Bab 11

303 24 36
                                    

Jimin. 

Dia berguling telentang dan untuk pertama kalinya aku melihat lehernya yang terbuka. 

Sialan.

Aku berbaring miring, bersandar pada sikuku, dan mengawasinya saat dia tidur. Matahari mengintip melalui sisi tirai dan seiring berjalannya waktu, dengan lebih banyak cahaya, aku bisa melihatnya lebih banyak. Rambutnya tergerai di bantal, bibirnya yang penuh, dan bulu matanya berkibar secara sporadis seolah-olah dia sedang bermimpi.

Gigiku menandai semua itu. Memarnya hanya samar, tapi masih ada. Dengan gemetar aku membuka selimut untuk melihat ke seluruh tubuhnya.

Payudaranya yang penuh naik turun saat dia bernafas, hanya itu yang bisa kulakukan untuk tidak membungkuk dan menghisapnya.

Dengan siapa aku bercanda? 

Tanda jari ditubuhnya. Aku mendapatkan visi dari kami menjelang akhir tadi malam, dia berlutut di tempat tidur dengan aku berdiri di belakangnya. Cengkeraman yang ku miliki di pinggulnya, cara dia mengendarai penisku. Aku merasakan detak lambat dari darah yang memompa ke seluruh tubuh saat aku mengeras lagi.

Mataku menelusuri perutnya dan aku mengernyit ketika sampai di pinggulnya: empat memar yang berbeda. Aku duduk sehingga aku bisa melihat pinggulnya yang lain dan aku terkejut menemukan hal yang sama.

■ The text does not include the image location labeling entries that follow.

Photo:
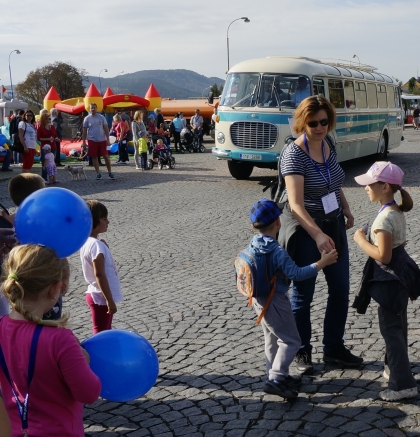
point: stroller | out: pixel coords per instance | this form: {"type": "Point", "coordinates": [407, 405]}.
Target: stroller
{"type": "Point", "coordinates": [161, 158]}
{"type": "Point", "coordinates": [191, 141]}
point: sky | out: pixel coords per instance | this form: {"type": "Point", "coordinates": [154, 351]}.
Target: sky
{"type": "Point", "coordinates": [183, 34]}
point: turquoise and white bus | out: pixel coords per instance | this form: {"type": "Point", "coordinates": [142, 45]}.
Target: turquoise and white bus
{"type": "Point", "coordinates": [255, 114]}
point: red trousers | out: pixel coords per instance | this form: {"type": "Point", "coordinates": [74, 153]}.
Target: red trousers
{"type": "Point", "coordinates": [101, 320]}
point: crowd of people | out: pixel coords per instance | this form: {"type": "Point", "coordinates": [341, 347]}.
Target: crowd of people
{"type": "Point", "coordinates": [311, 225]}
{"type": "Point", "coordinates": [299, 233]}
{"type": "Point", "coordinates": [26, 131]}
{"type": "Point", "coordinates": [34, 280]}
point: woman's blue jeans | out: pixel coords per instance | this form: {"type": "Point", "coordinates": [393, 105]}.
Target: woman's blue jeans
{"type": "Point", "coordinates": [338, 280]}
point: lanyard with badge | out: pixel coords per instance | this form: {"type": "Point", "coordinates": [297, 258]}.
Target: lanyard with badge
{"type": "Point", "coordinates": [329, 201]}
{"type": "Point", "coordinates": [23, 406]}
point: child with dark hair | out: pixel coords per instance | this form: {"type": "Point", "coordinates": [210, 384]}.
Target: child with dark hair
{"type": "Point", "coordinates": [390, 275]}
{"type": "Point", "coordinates": [100, 271]}
{"type": "Point", "coordinates": [281, 337]}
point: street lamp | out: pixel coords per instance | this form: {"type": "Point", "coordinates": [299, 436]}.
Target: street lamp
{"type": "Point", "coordinates": [10, 70]}
{"type": "Point", "coordinates": [355, 56]}
{"type": "Point", "coordinates": [100, 86]}
{"type": "Point", "coordinates": [202, 94]}
{"type": "Point", "coordinates": [118, 88]}
{"type": "Point", "coordinates": [246, 20]}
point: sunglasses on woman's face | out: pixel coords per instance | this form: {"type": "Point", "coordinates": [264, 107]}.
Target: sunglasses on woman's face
{"type": "Point", "coordinates": [313, 124]}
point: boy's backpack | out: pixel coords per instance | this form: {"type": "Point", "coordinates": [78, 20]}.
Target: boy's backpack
{"type": "Point", "coordinates": [13, 127]}
{"type": "Point", "coordinates": [252, 278]}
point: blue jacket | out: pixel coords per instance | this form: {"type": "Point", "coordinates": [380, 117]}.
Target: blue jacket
{"type": "Point", "coordinates": [278, 260]}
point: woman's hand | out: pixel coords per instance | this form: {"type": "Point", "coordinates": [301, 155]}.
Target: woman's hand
{"type": "Point", "coordinates": [349, 217]}
{"type": "Point", "coordinates": [112, 308]}
{"type": "Point", "coordinates": [359, 236]}
{"type": "Point", "coordinates": [324, 243]}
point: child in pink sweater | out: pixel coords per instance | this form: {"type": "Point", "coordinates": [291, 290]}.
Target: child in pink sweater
{"type": "Point", "coordinates": [62, 379]}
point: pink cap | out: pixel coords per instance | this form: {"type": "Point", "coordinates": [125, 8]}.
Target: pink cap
{"type": "Point", "coordinates": [381, 171]}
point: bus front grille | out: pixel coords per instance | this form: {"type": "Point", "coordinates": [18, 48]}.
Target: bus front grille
{"type": "Point", "coordinates": [253, 134]}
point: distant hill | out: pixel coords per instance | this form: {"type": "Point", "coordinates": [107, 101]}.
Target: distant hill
{"type": "Point", "coordinates": [175, 84]}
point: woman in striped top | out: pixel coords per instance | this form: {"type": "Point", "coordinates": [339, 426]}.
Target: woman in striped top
{"type": "Point", "coordinates": [314, 222]}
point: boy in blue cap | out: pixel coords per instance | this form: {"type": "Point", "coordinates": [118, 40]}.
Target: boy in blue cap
{"type": "Point", "coordinates": [281, 337]}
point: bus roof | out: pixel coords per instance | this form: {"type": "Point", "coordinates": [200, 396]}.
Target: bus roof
{"type": "Point", "coordinates": [312, 67]}
{"type": "Point", "coordinates": [409, 97]}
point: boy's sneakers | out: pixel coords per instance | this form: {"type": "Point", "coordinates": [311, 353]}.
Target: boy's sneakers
{"type": "Point", "coordinates": [342, 355]}
{"type": "Point", "coordinates": [303, 362]}
{"type": "Point", "coordinates": [391, 395]}
{"type": "Point", "coordinates": [280, 388]}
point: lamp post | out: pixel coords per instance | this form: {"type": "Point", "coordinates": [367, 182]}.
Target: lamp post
{"type": "Point", "coordinates": [202, 94]}
{"type": "Point", "coordinates": [10, 70]}
{"type": "Point", "coordinates": [100, 86]}
{"type": "Point", "coordinates": [246, 20]}
{"type": "Point", "coordinates": [118, 88]}
{"type": "Point", "coordinates": [355, 56]}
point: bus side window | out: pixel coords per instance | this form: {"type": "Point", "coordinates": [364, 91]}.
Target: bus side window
{"type": "Point", "coordinates": [361, 98]}
{"type": "Point", "coordinates": [319, 88]}
{"type": "Point", "coordinates": [372, 97]}
{"type": "Point", "coordinates": [349, 94]}
{"type": "Point", "coordinates": [391, 99]}
{"type": "Point", "coordinates": [336, 92]}
{"type": "Point", "coordinates": [397, 98]}
{"type": "Point", "coordinates": [382, 96]}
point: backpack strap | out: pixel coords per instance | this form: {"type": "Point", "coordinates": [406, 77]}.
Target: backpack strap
{"type": "Point", "coordinates": [273, 283]}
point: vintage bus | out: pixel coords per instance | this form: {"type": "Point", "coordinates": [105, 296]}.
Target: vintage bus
{"type": "Point", "coordinates": [255, 114]}
{"type": "Point", "coordinates": [409, 102]}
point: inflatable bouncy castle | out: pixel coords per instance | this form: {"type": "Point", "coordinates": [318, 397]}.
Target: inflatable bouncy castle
{"type": "Point", "coordinates": [75, 109]}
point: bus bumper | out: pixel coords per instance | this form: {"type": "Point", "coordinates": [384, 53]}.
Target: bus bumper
{"type": "Point", "coordinates": [239, 155]}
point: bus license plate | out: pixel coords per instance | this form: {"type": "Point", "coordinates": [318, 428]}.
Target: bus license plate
{"type": "Point", "coordinates": [254, 157]}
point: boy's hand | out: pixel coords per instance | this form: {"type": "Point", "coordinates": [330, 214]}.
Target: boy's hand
{"type": "Point", "coordinates": [103, 241]}
{"type": "Point", "coordinates": [112, 307]}
{"type": "Point", "coordinates": [85, 354]}
{"type": "Point", "coordinates": [359, 236]}
{"type": "Point", "coordinates": [327, 259]}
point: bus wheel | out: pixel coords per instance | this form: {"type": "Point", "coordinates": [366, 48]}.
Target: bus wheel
{"type": "Point", "coordinates": [240, 170]}
{"type": "Point", "coordinates": [383, 146]}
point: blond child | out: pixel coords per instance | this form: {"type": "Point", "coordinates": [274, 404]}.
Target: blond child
{"type": "Point", "coordinates": [62, 381]}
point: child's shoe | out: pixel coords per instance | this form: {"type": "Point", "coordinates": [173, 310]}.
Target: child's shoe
{"type": "Point", "coordinates": [280, 388]}
{"type": "Point", "coordinates": [392, 395]}
{"type": "Point", "coordinates": [303, 362]}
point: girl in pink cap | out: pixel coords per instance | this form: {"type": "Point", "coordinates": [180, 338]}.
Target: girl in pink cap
{"type": "Point", "coordinates": [390, 276]}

Dia meregangkan saat tidur, kakinya terbuka dan udara meninggalkan paru-paruku.

Sialan.

Ruam janggut, di seluruh bibirnya yang cantik. Merah dan berduri, tampak lunak dan perih.

Aku berbaring dengan jijik pada diriku sendiri. Aku benar-benar kehilangan kepalaku. Dia penuh dengan memar.

Sudah lama sejak aku mengalami malam seperti itu. . . jika aku pernah mengalaminya.

Untuk seseorang yang begitu ketat, dia benar-benar tahu cara mengendarai penis — aku belum pernah berhubungan seks dengan sangat baik.

Setiap inci diriku terbakar.

Penisku mulai berdenyut; hanya dengan memori semalam yang membangkitkan gairah.

Hentikan, tidak ada seks untukmu, Jim.

Dia bergerak, matanya terbuka, dan dia memberiku senyum lebar yang indah. 

"Hai," bisiknya.

Aku tersenyum, membungkuk, dan menciumnya dengan lembut. 

"Hai." Aku menyisir rambut ke belakang dari dahinya saat aku menatap wajahnya yang cantik.

Kenapa aku sangat suka menciumnya?

Dia membawaku ke dalam pelukannya dan memelukku erat-erat, aku tersenyum ke dalam pelukannya, yang tidak terasa canggung, atau aneh. Justru sebaliknya — itu bagus. Akrab. 

"Kau luar biasa." 

Aku menariknya lebih dekat. Dia tersenyum sambil menutup matanya. 

"Apakah benda itu pernah turun?" 

Aku menarik diri darinya, menyadari bahwa dia mengira aku menginginkan seks lagi. 

"Maaf." 

Dia meraih pinggulku dan menarikku kembali ke arahnya. 

"Jangan minta maaf, aku tidak mengeluh."

Dia menarik ke belakang dan menyisir rambut dari dahiku. 

“Tadi malam luar biasa,” bisiknya, suaranya serak.

"Kau akan menjadi vampir ketika kau melihat lehermu." Aku melebarkan mataku bercanda.